Lolita, one of the best known and most controversial examples of 20th century literature, tells the story of an aging man, Humbert Humbert’s obsessive and doomed passion for the minor Dolores Haze (Lolita).

Dolores, a twelve year old girl, lives with her widowed mother Charlotte who runs a boarding house to support the both of them. Humbert, who has an unhealthy interest in young girls, becomes a boarder and immediately becomes smitten with Dolores. Humbert marries Charlotte in order to stay close to Dolores. When Charlotte discovers Humbert’s dark secret, she runs out of the house in haste and is killed by car, leaving Humbert to raise Dolores by himself.

The incestuous relationship between stepfather and stepdaughter is exposed with beautiful style, prose, and clever linguistic word play that the reader is seduced into reading further regardless of the shocking content and renders this dark tale into an enchanting form.

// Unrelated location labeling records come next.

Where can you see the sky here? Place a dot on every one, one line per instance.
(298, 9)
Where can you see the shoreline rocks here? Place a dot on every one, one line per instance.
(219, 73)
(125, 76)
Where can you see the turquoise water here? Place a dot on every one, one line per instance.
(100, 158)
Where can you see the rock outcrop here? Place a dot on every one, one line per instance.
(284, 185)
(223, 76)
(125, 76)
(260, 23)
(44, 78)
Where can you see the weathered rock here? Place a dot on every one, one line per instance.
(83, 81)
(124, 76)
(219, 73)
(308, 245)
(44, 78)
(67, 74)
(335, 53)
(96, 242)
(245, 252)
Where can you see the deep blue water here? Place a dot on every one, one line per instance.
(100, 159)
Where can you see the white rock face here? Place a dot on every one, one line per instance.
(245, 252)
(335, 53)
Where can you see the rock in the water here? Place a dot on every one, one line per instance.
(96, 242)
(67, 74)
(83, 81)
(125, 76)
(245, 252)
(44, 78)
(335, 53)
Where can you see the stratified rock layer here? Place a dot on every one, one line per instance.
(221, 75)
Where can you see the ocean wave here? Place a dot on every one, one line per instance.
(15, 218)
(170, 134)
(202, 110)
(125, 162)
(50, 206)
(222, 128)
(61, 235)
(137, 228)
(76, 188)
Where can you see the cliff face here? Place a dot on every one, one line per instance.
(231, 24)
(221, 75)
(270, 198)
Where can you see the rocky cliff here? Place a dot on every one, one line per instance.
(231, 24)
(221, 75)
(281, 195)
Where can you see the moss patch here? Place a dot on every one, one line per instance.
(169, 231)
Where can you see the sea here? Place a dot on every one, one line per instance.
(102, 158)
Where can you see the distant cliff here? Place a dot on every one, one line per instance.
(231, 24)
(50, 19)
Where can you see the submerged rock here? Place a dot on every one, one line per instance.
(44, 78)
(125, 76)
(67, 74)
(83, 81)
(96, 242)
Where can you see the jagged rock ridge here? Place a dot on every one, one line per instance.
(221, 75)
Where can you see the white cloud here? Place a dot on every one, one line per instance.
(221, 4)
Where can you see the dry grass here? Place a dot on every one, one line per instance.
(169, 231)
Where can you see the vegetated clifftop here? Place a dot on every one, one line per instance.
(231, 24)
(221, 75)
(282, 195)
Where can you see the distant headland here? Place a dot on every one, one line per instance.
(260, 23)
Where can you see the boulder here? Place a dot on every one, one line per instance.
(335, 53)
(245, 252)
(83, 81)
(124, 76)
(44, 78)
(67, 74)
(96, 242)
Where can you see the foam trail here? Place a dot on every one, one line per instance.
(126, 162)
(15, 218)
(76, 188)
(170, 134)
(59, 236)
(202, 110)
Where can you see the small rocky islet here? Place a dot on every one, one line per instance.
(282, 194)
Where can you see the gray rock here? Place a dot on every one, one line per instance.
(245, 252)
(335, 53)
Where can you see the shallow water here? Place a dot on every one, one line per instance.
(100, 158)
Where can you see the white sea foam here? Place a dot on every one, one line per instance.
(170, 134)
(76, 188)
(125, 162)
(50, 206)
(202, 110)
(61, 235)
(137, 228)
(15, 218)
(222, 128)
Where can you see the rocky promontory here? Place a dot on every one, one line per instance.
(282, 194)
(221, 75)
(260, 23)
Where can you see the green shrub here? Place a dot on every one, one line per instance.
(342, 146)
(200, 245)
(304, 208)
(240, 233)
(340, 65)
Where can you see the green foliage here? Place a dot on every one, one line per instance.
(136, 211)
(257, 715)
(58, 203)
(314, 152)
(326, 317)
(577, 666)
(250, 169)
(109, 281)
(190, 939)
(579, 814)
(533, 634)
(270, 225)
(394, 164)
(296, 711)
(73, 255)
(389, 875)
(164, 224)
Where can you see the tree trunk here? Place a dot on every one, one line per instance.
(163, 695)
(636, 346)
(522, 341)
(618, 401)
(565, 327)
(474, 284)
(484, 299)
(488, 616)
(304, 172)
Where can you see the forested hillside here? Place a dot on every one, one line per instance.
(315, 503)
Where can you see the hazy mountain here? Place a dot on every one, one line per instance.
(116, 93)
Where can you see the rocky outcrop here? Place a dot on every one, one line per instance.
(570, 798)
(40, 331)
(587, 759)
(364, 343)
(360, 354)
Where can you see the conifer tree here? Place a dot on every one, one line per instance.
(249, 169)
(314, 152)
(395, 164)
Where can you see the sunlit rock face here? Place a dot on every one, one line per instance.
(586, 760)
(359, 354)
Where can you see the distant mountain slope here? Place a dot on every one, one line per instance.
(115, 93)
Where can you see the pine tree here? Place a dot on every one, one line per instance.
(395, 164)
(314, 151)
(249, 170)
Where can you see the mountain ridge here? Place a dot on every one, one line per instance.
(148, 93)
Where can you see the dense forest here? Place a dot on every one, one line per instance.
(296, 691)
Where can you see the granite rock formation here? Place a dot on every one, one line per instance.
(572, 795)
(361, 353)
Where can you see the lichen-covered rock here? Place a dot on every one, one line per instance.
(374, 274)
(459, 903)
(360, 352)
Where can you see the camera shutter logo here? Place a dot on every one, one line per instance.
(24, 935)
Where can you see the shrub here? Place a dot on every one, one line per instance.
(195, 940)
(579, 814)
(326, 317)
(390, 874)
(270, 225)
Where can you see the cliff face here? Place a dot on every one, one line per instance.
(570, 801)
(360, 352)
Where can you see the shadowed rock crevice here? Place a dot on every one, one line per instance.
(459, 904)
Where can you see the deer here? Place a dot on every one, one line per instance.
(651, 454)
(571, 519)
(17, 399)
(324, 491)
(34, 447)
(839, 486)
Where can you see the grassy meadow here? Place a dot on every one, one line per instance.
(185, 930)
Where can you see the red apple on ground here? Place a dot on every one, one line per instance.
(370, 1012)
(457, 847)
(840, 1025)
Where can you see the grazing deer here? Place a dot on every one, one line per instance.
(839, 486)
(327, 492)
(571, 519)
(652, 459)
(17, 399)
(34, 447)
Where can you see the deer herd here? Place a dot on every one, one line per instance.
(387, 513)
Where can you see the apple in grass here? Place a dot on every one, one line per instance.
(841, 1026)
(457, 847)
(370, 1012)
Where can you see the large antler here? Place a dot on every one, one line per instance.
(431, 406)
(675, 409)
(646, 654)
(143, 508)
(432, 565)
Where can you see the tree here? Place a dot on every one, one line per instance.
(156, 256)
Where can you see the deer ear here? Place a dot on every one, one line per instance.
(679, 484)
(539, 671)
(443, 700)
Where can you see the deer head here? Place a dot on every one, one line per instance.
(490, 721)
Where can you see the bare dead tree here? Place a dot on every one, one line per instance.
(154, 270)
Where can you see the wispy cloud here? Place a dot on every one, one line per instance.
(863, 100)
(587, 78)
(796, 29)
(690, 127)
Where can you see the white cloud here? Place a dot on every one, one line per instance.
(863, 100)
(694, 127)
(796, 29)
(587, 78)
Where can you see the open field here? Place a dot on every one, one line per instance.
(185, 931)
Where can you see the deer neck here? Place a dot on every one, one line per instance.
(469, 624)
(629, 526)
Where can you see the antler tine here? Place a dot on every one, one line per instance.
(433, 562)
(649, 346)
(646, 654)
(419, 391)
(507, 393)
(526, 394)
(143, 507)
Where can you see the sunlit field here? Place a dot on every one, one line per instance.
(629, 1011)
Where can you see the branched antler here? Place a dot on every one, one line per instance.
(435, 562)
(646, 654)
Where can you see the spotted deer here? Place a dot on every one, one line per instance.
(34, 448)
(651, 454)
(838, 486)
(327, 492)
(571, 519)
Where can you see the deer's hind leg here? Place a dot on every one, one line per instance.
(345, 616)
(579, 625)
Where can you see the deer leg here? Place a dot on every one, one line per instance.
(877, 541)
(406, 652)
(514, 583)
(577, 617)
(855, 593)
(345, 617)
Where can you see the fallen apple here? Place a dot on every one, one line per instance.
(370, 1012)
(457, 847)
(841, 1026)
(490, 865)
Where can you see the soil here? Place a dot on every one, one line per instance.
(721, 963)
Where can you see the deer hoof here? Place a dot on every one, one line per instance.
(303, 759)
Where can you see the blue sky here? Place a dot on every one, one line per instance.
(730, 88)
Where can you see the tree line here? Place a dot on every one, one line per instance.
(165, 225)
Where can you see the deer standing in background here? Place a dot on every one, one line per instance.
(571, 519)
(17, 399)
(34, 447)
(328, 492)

I would unquestionably recommend this book to bookworms and non-bookworms alike. The overall darkly comic tone and alternating bemused weariness with sweeping romanticism elicited more than a few chuckles out of me at moments generally where sympathy for the victim should be regarded. One will learn, if for anything else, the origin of how the name “Lolita” has entered pop culture to describe a sexually precocious girl.